Exoplanets discovered by Hubble data
Left: This is an image of the star HR 8799 taken by Hubble's Near Infrared Camera and Multi-Object Spectrometer (NICMOS) in 1998. A mask within the camera (coronagraph) blocks most of the light from the star. In addition, software has been used to digitally subtract more starlight. Nevertheless, scattered light from HR 8799 dominates the image, obscuring any details.Right: Recent, sophisticated software processing of the NICMOS data removes most of the scattered starlight to reveal three planets orbiting HR 8799. The positions of these planets coincide with orbits of planets observed by ground-based telescopes in 2007 and 2008. NASA; ESA; STScI, R. Soummer

Astronomers have found two elusive extrasolar planets that went undetected in image data from the Hubble Space Telescope for 13 years. The scientists painstakingly re-analyzed Hubble images from 1998 and stumbled upon visual evidence that the two planets went undetected then.

That year, scientists pointed Hubble at a sun-like star called HR 8799. They were hoping to find planets orbiting it, but came up empty-handed. They revisited it with 2008 images using the Gemini telescope and found four planets.

According to Discover Magazine, the planets weren't seen because the star was too bright. Additionally, software techniques 13 years ago couldn't effectively remove the star's light to show the much dimmer planets.

With technological advances since 1998, astronomers are now revisiting the old Hubble data and using new methods to clean up the images. The techniques have confirmed the existence of planets that were found in the meantime using other methods. Astronomers will also be rechecking hundreds of other stars in hopes of new discoveries.

They say uncovering the two hidden gems in the old Hubble data allows for comparison earlier planet orbital motion data with more recent observations. It is also a novel approach for planet hunting in old Hubble data.

The results of the study will be published in an upcoming issue of the Astrophysical Journal.

Astronomers know that four giant planets orbit the young, massive star HR 8799. The star is 130 light-years away.

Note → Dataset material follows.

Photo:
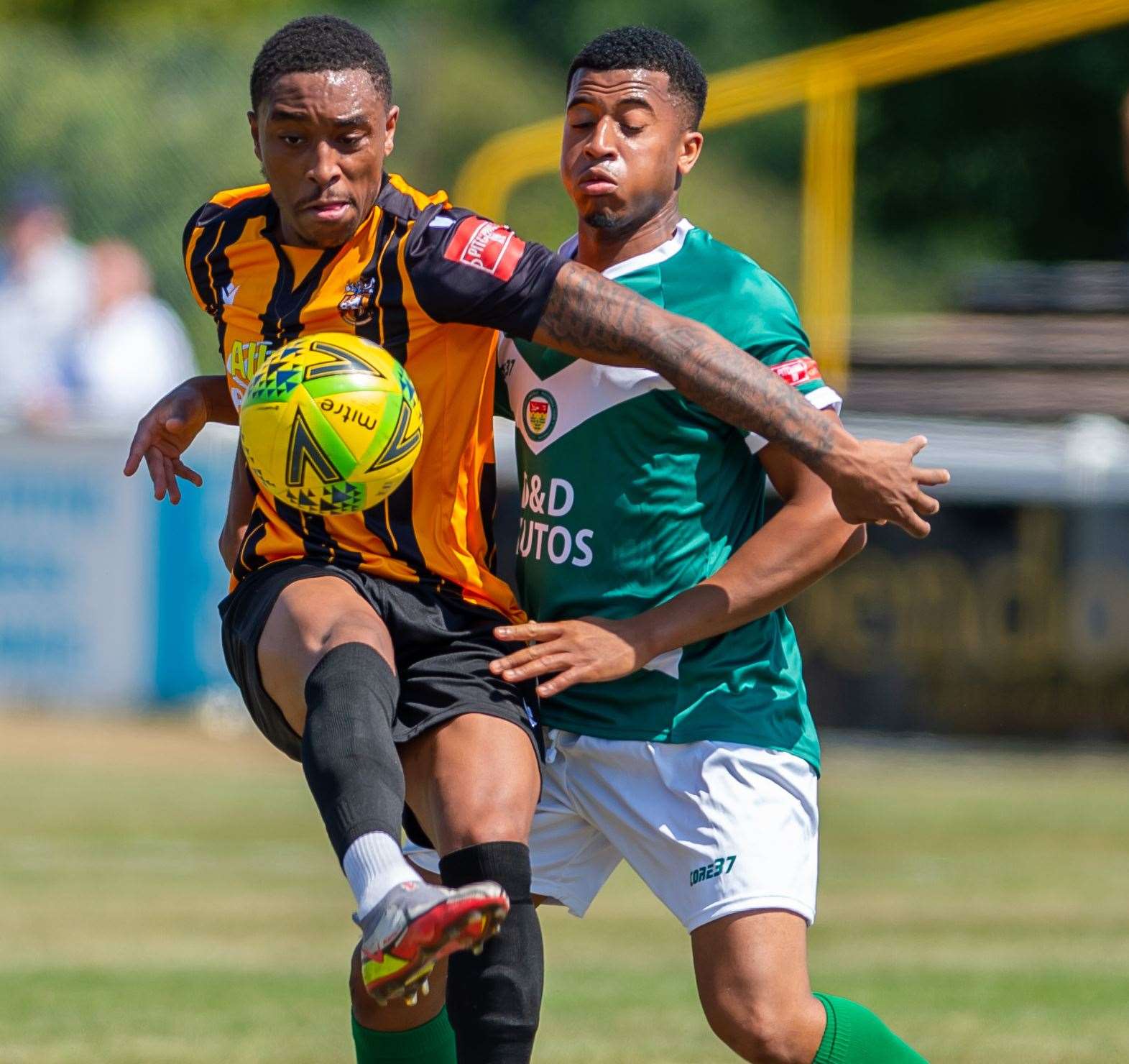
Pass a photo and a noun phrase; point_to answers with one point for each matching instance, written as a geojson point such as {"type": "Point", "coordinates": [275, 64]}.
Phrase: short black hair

In 2007 and 2008, Christian Marois of the National Research Council in Canada and his team, discovered the first three planets in near-infrared ground-based images taken with the W.M. Keck Observatory and the Gemini North telescope. They found a fourth and innermost planet in 2010. The fourth, innermost planet is 1.5 billion miles from the star and cannot be seen because it is on the edge of the Near Infrared Camera and Multi-Object Spectrometer coronagraphic spot that blocks the light from the central star.

It is the only multiple-exoplanet system for which astronomers have direct snapshots.

Remi Soummer, an astronomer at the Space Telescope Science Institute in Baltimore, led the new study that recovered all three of the outer planets. He compared the technique to a time machine for seeking out planets beyond our solar system. The spectrometer was used in the 1990s to seek out dusty planetary disks and brown dwarfs. The images were processed to remove any glare that remained and bring out dim details.

Astronomers say they will be able to track the orbits of planets when they locate them in several images spaced out over years. Knowing the orbits is very important in understanding the behavior of multiple-planet systems, as massive planets can perturb each other's orbits.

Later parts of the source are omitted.